C’est à une véritable méditation inspirée sur l’isolement et l’arrachement, que nous invitent les premières pages du livre. On trouve ici les mots justes et les phrases limpides de l’universalité de l’amour, de la frustration, de l’exil subi. Au point qu’on se met à partager sans retenue ni distance les pensées mélancoliques et les soliloques intérieurs tragiques de la dernière reine de Madagascar.
Sans pédantisme ni lourdeurs, Hella Feki fait aussi œuvre d’historienne : elle balise les parcours des reines de Madagascar et de leur époux commun, le premier ministre Rainilaiarivony. Elle décrit sans fard les horreurs criminelles de Ranavalona 1ère, « la Caligula femelle ». Elle étaye les soupçons du meurtre de Ratrimoarivony, premier mari de la jeune Ranavalona, par ce farouche Premier ministre ayant jeté son dévolu sur elle pour se maintenir au pouvoir, fût-ce en éliminant le gêneur…
Elle décrit surtout de façon inattendue, après une enquête serrée, les mondanités improbables auxquelles se prête la jolie souveraine exilée, en France métropolitaine, en Algérie surtout, et en effet aussi, à Tunis. Une Tunisie dont on découvre qu’elle est à l’époque le phare du féminisme en islam, le pôle d’une pensée littéraire, religieuse et politique novatrice, sous l’impulsion de souveraines éblouissantes, également à découvrir.
Une Tunisie déjà marquée aussi par les révoltes contre les pires colons dont témoigne Myriam Harry, journaliste du Temps, devenue proche de la jeune reine.
Et puisque l’amour de Marius, ce « diplomate » magicien qui illumine l’enfermement de la jeune femme, traverse le récit de part en part, de Tananarive à Tunis, on se précipite sur le (rare) exemplaire du livre (2) écrit en 1896 par celui qui se décrivait « médecin et conseiller intime de Ranavalona 3 », pour guetter dans un récit lui aussi passionnant, les allusions fréquentes mais policées à sa relation avec la reine.

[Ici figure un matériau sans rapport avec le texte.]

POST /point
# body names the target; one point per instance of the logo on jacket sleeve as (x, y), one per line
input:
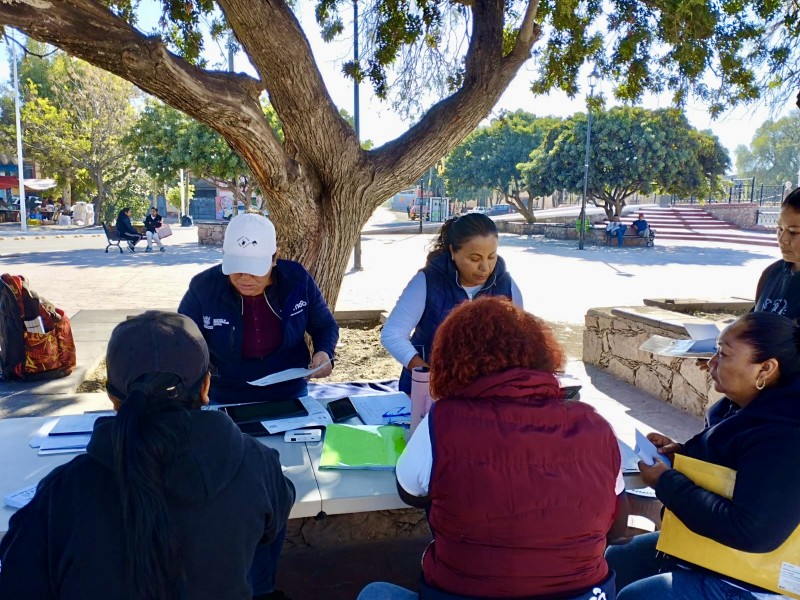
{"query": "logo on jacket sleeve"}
(209, 323)
(298, 308)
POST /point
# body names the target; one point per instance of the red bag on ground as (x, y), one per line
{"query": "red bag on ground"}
(46, 355)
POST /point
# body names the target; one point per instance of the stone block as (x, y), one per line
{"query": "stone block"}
(621, 370)
(687, 397)
(652, 381)
(333, 530)
(592, 347)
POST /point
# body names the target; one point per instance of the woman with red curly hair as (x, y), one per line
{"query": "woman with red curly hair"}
(522, 486)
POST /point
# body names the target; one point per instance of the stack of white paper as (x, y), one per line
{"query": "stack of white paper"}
(20, 498)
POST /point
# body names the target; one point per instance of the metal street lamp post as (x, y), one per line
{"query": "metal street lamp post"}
(357, 123)
(594, 76)
(23, 216)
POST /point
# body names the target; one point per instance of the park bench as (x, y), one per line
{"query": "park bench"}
(631, 237)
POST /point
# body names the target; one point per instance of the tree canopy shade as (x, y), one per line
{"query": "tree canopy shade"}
(320, 184)
(632, 150)
(774, 153)
(489, 156)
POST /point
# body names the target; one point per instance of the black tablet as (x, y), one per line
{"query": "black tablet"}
(266, 411)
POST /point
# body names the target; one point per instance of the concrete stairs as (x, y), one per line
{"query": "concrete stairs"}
(694, 224)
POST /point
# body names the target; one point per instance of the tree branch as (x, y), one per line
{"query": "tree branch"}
(487, 74)
(226, 102)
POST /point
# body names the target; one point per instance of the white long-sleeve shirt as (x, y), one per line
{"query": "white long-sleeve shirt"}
(396, 333)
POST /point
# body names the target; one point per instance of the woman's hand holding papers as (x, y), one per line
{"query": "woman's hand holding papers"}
(652, 473)
(321, 358)
(665, 445)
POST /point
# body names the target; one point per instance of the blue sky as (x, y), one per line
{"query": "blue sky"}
(380, 124)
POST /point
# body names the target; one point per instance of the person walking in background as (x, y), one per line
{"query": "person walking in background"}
(169, 501)
(152, 223)
(616, 229)
(778, 288)
(462, 265)
(523, 488)
(126, 230)
(757, 367)
(254, 311)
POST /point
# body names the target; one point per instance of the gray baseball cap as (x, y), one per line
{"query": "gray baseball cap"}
(155, 342)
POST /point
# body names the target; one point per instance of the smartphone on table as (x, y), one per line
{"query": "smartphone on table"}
(342, 410)
(265, 411)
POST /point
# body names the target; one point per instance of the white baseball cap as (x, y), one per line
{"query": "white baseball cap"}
(249, 245)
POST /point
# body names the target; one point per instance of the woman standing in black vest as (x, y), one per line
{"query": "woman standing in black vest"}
(462, 265)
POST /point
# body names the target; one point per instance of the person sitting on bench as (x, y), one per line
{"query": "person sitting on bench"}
(642, 228)
(125, 229)
(616, 229)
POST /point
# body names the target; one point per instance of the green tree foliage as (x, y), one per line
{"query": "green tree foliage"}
(164, 140)
(632, 150)
(488, 158)
(774, 153)
(74, 118)
(449, 62)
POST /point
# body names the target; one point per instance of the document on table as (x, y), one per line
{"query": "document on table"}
(647, 451)
(72, 424)
(371, 408)
(665, 346)
(288, 375)
(630, 460)
(702, 345)
(317, 416)
(21, 497)
(65, 444)
(362, 447)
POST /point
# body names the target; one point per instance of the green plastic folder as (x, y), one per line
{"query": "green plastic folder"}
(362, 447)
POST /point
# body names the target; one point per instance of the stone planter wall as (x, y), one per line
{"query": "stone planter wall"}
(559, 231)
(210, 233)
(611, 341)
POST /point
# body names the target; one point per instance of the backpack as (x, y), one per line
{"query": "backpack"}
(26, 355)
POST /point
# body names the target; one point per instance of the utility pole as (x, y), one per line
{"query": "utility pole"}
(23, 208)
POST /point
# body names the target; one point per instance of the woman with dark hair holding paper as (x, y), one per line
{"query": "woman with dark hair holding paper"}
(169, 502)
(757, 367)
(462, 265)
(522, 486)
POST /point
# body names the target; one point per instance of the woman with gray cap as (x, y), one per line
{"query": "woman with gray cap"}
(254, 311)
(168, 502)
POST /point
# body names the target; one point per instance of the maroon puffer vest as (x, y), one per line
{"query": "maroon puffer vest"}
(522, 490)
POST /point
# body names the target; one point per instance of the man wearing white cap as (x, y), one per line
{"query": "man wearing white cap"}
(254, 311)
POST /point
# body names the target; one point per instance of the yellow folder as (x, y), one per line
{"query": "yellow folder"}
(777, 571)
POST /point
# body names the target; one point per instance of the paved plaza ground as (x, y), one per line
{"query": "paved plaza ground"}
(558, 282)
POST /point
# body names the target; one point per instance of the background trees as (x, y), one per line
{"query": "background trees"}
(75, 117)
(632, 150)
(774, 152)
(321, 185)
(489, 156)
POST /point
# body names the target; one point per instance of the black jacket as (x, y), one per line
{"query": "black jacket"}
(226, 494)
(761, 442)
(215, 305)
(124, 225)
(778, 290)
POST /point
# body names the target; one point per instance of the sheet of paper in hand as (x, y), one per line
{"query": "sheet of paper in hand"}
(288, 375)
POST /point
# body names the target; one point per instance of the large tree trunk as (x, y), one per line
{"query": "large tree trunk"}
(321, 186)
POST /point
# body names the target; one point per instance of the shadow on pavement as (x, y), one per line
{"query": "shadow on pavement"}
(634, 255)
(182, 254)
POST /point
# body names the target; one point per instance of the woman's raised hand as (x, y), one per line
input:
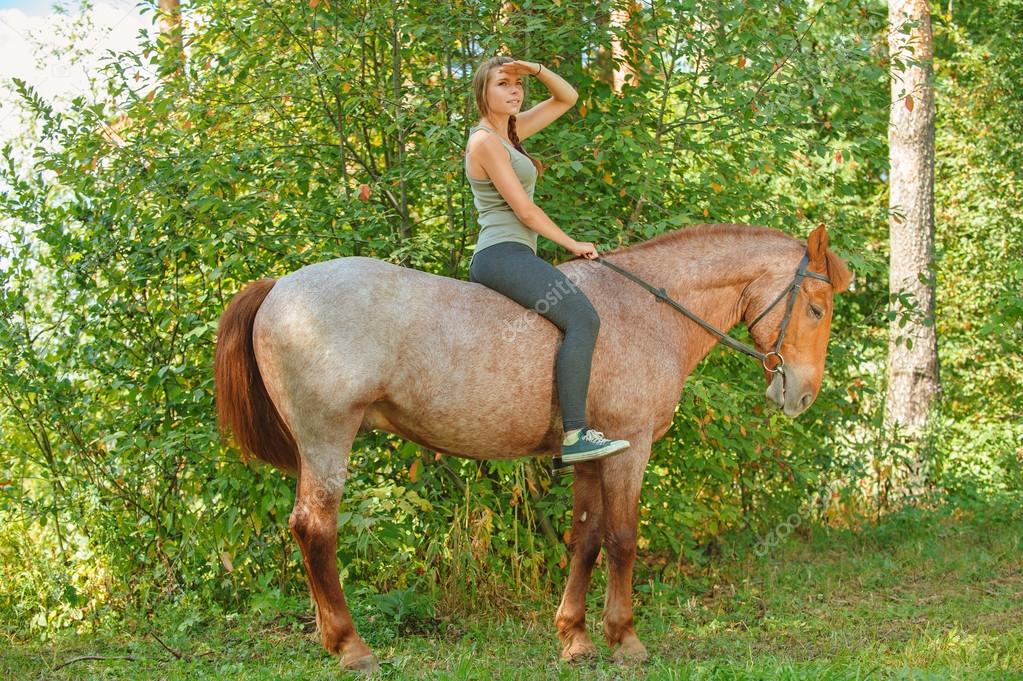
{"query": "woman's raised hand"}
(584, 248)
(520, 67)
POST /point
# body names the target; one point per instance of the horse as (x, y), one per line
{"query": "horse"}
(307, 362)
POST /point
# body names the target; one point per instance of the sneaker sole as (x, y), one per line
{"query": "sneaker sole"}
(571, 459)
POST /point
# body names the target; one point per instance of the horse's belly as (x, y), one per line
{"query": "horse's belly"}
(480, 416)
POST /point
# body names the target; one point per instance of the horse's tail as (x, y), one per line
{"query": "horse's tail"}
(243, 407)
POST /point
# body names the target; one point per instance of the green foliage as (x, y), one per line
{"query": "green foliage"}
(142, 212)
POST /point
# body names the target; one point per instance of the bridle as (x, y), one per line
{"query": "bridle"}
(791, 290)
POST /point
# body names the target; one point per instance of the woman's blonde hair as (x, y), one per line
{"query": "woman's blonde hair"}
(480, 89)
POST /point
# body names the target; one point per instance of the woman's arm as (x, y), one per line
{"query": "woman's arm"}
(563, 98)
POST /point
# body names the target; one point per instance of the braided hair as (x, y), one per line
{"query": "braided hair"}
(480, 89)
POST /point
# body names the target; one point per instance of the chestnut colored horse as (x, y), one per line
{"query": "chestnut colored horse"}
(307, 362)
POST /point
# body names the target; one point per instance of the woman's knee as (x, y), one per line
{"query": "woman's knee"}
(584, 319)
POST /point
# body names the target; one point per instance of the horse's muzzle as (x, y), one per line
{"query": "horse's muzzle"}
(790, 392)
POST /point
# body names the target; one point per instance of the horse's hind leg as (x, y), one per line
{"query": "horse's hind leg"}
(587, 509)
(314, 525)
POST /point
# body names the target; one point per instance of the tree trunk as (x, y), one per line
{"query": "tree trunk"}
(913, 365)
(171, 44)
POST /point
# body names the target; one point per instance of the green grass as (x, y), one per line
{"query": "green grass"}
(922, 596)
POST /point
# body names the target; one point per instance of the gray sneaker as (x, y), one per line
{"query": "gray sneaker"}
(589, 445)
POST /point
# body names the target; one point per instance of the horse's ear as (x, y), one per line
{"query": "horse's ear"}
(816, 245)
(821, 259)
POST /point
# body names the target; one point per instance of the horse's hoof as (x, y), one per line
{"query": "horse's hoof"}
(630, 651)
(578, 649)
(363, 665)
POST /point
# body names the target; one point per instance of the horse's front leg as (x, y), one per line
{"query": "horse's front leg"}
(621, 478)
(587, 509)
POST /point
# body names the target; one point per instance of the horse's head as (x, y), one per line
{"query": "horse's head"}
(793, 384)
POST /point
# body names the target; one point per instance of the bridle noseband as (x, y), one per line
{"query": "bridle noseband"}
(792, 289)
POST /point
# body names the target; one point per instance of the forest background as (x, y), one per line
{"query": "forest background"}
(279, 134)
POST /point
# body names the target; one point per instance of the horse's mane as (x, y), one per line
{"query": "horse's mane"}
(726, 234)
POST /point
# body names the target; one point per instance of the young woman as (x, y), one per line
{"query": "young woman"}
(502, 177)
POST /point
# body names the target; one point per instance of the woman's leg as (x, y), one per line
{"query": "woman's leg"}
(514, 270)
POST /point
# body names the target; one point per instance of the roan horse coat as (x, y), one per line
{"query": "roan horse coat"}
(305, 363)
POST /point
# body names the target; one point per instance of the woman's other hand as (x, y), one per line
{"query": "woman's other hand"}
(584, 248)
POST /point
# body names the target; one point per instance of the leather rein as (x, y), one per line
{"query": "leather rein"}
(792, 289)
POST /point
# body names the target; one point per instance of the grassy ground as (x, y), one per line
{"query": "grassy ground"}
(921, 596)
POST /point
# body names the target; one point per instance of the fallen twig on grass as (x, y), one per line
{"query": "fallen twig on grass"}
(75, 660)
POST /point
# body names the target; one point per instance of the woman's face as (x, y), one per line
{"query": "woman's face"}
(503, 92)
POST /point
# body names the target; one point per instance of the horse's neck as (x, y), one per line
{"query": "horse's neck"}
(715, 278)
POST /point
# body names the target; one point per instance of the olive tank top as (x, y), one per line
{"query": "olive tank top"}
(497, 221)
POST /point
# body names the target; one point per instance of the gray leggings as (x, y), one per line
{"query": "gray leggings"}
(513, 269)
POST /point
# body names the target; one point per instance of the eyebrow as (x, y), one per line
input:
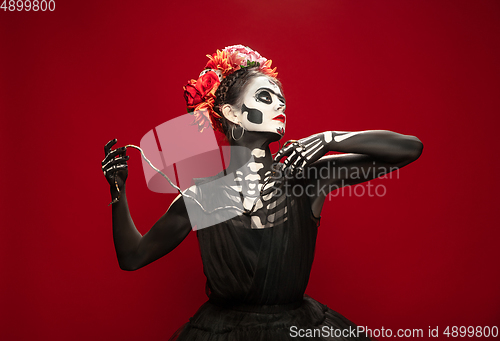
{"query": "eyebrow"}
(274, 93)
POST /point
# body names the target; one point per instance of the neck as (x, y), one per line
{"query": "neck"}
(252, 147)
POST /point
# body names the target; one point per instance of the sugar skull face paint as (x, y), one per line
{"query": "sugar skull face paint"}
(263, 107)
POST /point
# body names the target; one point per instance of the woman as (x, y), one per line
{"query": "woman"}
(257, 220)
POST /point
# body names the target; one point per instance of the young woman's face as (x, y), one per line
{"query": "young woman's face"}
(263, 107)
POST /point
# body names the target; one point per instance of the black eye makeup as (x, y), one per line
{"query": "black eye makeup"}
(264, 95)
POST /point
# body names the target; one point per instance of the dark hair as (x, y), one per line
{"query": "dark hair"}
(230, 91)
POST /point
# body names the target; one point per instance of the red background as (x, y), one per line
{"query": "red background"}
(425, 254)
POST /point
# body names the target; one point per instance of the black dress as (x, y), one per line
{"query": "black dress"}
(256, 278)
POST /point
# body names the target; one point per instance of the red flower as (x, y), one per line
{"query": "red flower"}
(192, 96)
(196, 91)
(206, 83)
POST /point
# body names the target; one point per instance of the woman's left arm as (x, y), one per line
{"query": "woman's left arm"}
(371, 154)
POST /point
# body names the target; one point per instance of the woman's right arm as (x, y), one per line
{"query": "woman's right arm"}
(132, 249)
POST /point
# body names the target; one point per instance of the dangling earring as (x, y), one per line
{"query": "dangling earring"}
(232, 133)
(274, 154)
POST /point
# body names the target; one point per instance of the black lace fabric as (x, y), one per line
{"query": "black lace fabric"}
(256, 277)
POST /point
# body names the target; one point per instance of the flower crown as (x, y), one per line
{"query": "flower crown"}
(200, 93)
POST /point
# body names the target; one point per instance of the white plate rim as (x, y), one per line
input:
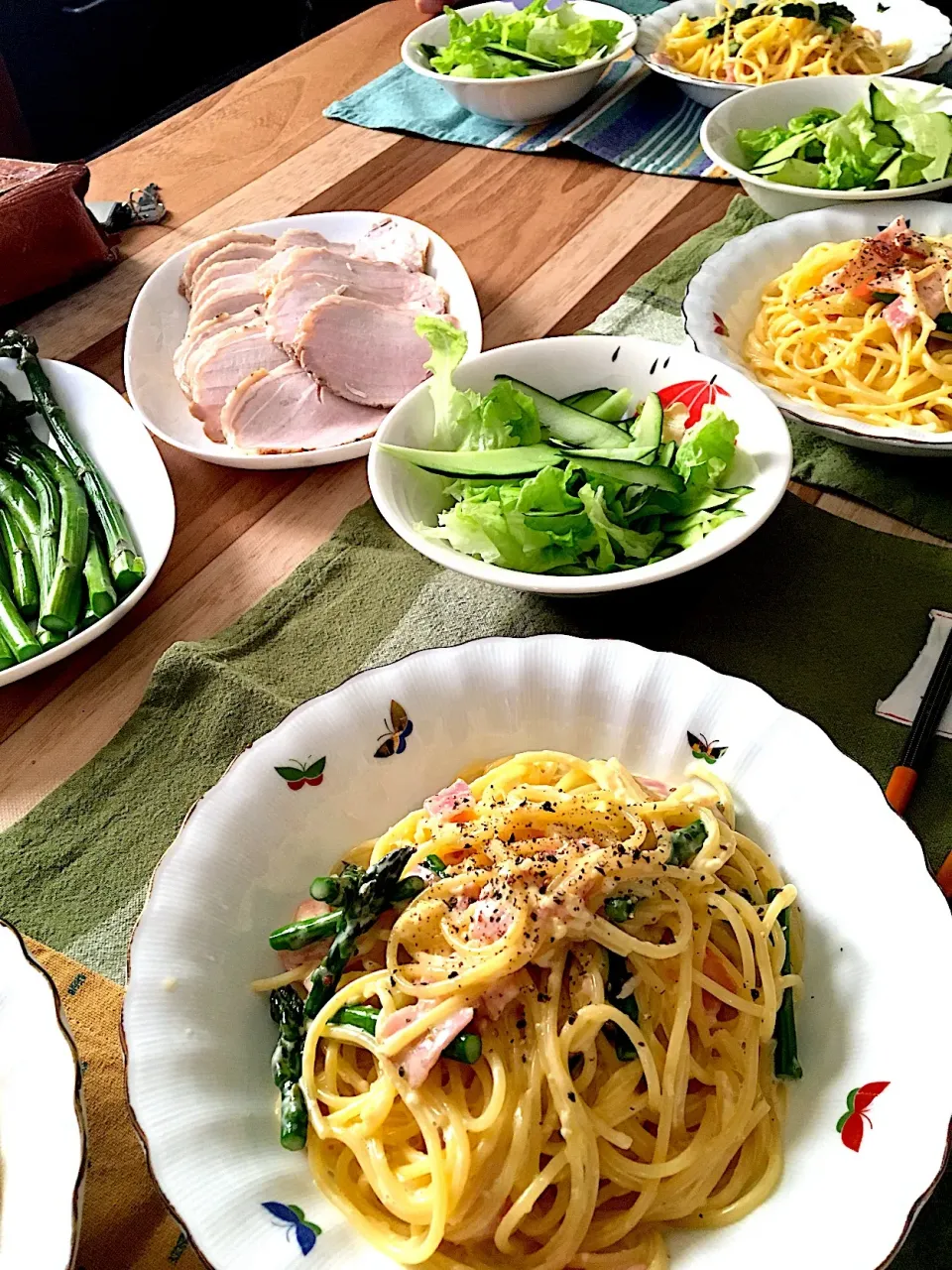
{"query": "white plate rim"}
(230, 457)
(916, 861)
(699, 300)
(45, 982)
(656, 24)
(84, 638)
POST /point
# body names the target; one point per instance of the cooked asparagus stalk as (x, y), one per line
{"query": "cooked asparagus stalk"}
(7, 658)
(466, 1048)
(24, 584)
(23, 509)
(99, 583)
(287, 1012)
(785, 1064)
(125, 564)
(14, 629)
(379, 890)
(45, 490)
(298, 935)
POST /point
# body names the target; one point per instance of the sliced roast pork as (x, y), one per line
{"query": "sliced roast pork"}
(284, 412)
(203, 249)
(298, 290)
(400, 244)
(229, 296)
(380, 281)
(225, 362)
(365, 352)
(231, 259)
(194, 341)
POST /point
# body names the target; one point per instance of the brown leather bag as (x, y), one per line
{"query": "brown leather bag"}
(46, 234)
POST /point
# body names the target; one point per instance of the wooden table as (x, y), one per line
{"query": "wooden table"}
(548, 243)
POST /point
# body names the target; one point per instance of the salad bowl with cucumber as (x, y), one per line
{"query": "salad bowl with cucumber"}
(576, 465)
(806, 144)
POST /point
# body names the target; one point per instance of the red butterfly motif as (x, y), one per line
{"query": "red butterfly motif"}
(849, 1125)
(693, 395)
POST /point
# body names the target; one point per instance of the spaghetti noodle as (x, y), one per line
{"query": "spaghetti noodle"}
(862, 329)
(761, 44)
(620, 951)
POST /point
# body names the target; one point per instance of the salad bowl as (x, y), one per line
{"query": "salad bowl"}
(411, 499)
(925, 26)
(513, 99)
(42, 1124)
(206, 1103)
(774, 104)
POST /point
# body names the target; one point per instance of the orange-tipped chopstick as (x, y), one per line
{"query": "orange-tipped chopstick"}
(918, 746)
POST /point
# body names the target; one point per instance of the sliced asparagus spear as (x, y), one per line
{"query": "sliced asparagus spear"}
(99, 583)
(7, 658)
(287, 1012)
(14, 630)
(465, 1048)
(62, 597)
(45, 490)
(125, 564)
(24, 584)
(379, 890)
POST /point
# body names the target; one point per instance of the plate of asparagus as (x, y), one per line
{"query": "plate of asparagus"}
(86, 511)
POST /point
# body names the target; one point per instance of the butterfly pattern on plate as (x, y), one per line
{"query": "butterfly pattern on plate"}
(394, 739)
(295, 1222)
(302, 774)
(849, 1125)
(702, 748)
(693, 395)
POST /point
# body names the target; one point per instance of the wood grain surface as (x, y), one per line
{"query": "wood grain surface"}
(548, 241)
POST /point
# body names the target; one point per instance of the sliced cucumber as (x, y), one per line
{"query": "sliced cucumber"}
(570, 425)
(636, 474)
(647, 430)
(515, 461)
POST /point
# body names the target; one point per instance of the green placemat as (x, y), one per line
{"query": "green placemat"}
(915, 490)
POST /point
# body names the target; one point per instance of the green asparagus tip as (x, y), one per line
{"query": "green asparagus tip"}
(127, 572)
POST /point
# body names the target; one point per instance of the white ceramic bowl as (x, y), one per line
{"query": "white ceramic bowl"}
(929, 31)
(518, 100)
(206, 1105)
(724, 298)
(123, 451)
(42, 1127)
(408, 497)
(778, 103)
(160, 316)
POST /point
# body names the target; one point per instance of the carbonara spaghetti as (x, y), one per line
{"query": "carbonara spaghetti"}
(761, 44)
(571, 1025)
(864, 329)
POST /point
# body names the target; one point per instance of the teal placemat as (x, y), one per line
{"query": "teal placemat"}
(634, 118)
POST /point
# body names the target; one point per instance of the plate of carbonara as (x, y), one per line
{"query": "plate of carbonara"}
(716, 48)
(844, 318)
(540, 973)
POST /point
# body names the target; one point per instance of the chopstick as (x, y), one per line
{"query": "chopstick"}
(918, 744)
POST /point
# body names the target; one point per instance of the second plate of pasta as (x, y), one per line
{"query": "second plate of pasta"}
(841, 318)
(553, 928)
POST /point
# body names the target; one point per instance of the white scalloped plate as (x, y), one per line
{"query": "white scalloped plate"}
(724, 298)
(42, 1127)
(198, 1042)
(160, 316)
(924, 24)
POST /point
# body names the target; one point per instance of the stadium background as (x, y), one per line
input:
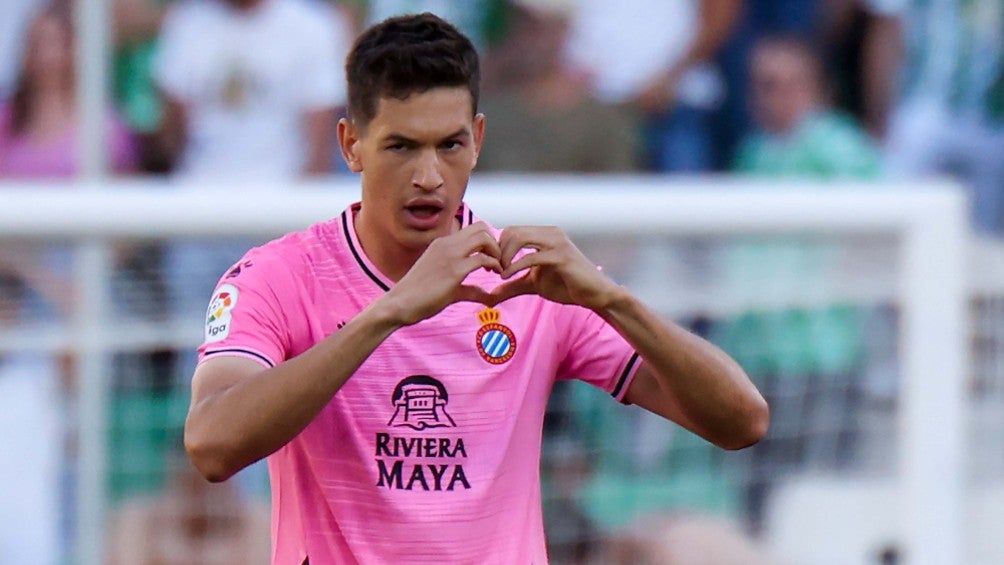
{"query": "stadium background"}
(862, 295)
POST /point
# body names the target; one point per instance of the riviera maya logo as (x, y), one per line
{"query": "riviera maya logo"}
(218, 313)
(420, 402)
(495, 342)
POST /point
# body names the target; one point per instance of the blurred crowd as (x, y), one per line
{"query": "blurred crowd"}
(253, 89)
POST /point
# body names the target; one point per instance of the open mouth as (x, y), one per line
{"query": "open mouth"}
(425, 212)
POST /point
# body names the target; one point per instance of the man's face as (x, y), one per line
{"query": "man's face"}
(784, 88)
(416, 157)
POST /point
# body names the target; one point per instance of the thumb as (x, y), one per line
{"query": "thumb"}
(515, 287)
(468, 293)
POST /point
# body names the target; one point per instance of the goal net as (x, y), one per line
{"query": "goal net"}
(865, 314)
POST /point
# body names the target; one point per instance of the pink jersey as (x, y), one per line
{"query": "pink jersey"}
(430, 453)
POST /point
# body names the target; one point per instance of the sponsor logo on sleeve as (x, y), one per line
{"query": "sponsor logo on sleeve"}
(218, 316)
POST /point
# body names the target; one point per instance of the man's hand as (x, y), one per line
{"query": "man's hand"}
(436, 279)
(557, 270)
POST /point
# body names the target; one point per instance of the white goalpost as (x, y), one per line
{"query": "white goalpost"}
(929, 223)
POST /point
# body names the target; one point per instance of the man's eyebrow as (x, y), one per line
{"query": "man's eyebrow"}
(402, 138)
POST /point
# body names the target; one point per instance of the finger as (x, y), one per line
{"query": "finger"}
(469, 293)
(480, 260)
(514, 239)
(529, 260)
(478, 238)
(516, 287)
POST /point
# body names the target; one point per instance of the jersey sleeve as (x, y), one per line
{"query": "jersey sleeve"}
(246, 316)
(594, 352)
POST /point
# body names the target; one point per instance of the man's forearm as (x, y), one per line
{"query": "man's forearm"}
(688, 379)
(255, 416)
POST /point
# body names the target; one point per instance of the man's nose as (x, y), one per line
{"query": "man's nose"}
(427, 173)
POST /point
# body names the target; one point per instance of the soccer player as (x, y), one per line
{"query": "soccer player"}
(394, 363)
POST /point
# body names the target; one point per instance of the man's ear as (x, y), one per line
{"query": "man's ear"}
(479, 135)
(348, 139)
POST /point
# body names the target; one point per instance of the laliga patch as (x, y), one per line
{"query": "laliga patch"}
(218, 315)
(495, 342)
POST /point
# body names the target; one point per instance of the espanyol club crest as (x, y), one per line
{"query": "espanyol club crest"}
(495, 342)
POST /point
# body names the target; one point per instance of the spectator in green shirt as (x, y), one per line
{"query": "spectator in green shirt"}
(808, 354)
(797, 134)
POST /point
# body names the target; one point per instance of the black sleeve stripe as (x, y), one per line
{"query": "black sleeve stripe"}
(245, 351)
(623, 375)
(351, 247)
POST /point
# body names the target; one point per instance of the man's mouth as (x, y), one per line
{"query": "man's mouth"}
(425, 211)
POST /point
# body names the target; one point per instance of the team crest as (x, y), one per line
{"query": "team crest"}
(218, 313)
(495, 342)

Ce n’est pas le moindre talent de la romancière Hella Feki, que de nous motiver à compléter la découverte historique.
(1) Une reine sans royaume, roman, Hella Feki, Editions La Grenade Jean-Claude Lattès, août 2025, 192 pages, 19€
(2) A la cour de Madagascar, magie et diplomatie, Marius Cazeneuve, Librairie Delagrave, Paris, 1896, réédité en avril 2007 sur 236 pages par Pierre Maury pmalgachie@gmail.com dans la Bibliothèque malgache « électronique »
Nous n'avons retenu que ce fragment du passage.